C'est un objectif clair à remplir, une tâche à accomplir pour le joueur, et c'est donc assez emblématique de la révolution introduite par GoldenEye en termes de structure des jeux. Aujourd'hui, que vous soyez frustré ou ravi du côté "montagnes russes" des FPS, c'est à GoldenEye que vous le devez. C'est l'héritage majeur du jeu.

La pièce du Golden Gun est aussi incroyablement haute en couleurs. C'est un exemple parfait de ce qui fait l'étrangeté de GoldenEye, de ce qui le distingue des autres, de sa capacité à innover sur le plan esthétique. Tout comme le paintball, l'IA de Natalya ou le côté ridicule de l'attaque "karaté", le passage du Golden Gun fait partie de l'identité et du caractère très prononcés du jeu. La personnalité du jeu réside aussi dans ses défauts.

Il y a des glitches, des erreurs, et pas mal de moments incompréhensibles, mais au fil du temps - et même à l'époque - ils sont devenus l'une des raisons pour lesquelles je garde (comme tant d'autres) un aussi bon souvenir de GoldenEye. Ce jeu n'est pas parfait, mais ses imperfections sont uniques et attendrissantes, voire souvent drôles. On ne l'adore pas malgré ses lacunes mais grâce à elles. C'est aussi ce qui fait que le jeu a parfois l'air d'un ami.

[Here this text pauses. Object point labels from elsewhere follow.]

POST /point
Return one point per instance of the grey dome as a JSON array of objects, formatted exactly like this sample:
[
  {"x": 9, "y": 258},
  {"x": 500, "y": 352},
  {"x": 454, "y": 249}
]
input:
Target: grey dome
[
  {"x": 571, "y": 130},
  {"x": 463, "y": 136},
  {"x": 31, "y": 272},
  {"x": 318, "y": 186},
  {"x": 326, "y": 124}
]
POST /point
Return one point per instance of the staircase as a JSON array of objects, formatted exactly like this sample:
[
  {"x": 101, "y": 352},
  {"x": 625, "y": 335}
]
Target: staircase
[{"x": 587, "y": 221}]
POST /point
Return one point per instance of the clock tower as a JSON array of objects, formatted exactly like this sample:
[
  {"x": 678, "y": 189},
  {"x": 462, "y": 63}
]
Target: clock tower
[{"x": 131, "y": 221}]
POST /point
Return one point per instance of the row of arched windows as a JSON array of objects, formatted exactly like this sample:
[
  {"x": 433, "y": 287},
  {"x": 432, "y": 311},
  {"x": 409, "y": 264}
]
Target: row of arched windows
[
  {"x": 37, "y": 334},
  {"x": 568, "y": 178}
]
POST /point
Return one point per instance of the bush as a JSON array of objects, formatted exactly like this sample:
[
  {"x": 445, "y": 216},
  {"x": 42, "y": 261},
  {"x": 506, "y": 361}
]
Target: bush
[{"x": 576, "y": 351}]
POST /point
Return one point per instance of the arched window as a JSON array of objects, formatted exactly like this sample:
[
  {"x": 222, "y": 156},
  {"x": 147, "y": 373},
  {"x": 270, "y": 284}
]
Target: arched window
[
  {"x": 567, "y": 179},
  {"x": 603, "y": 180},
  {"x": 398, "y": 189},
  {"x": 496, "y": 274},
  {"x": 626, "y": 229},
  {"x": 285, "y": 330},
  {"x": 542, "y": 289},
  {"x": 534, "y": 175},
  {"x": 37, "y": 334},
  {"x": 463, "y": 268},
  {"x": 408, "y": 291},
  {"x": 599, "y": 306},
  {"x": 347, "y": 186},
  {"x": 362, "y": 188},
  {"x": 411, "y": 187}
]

Mais au final, la séquence du Golden Gun montre aussi à quel point les jeux vidéo et moi avons vieilli. Le jeu n'offre aucun indice concernant l'énigme des carreaux à parcourir dans un certain ordre. Rien ni personne ne vous aide - il n'y a qu'en échouant et en recommençant que vous parviendrez à ouvrir cette satanée vitrine. Les jeux modernes ne tolèrent plus une telle opacité. Aujourd'hui, tout est intelligible, explicite, prémâché. Quand je vois le puzzle du Golden Gun, je me demande ce qui nous passait par la tête, nous autres joueurs ou designers de jeux. Je me demande si l'héritage de GoldenEye survivra à une génération de consoles supplémentaire. Et je me demande où sont passées les 18 dernières années.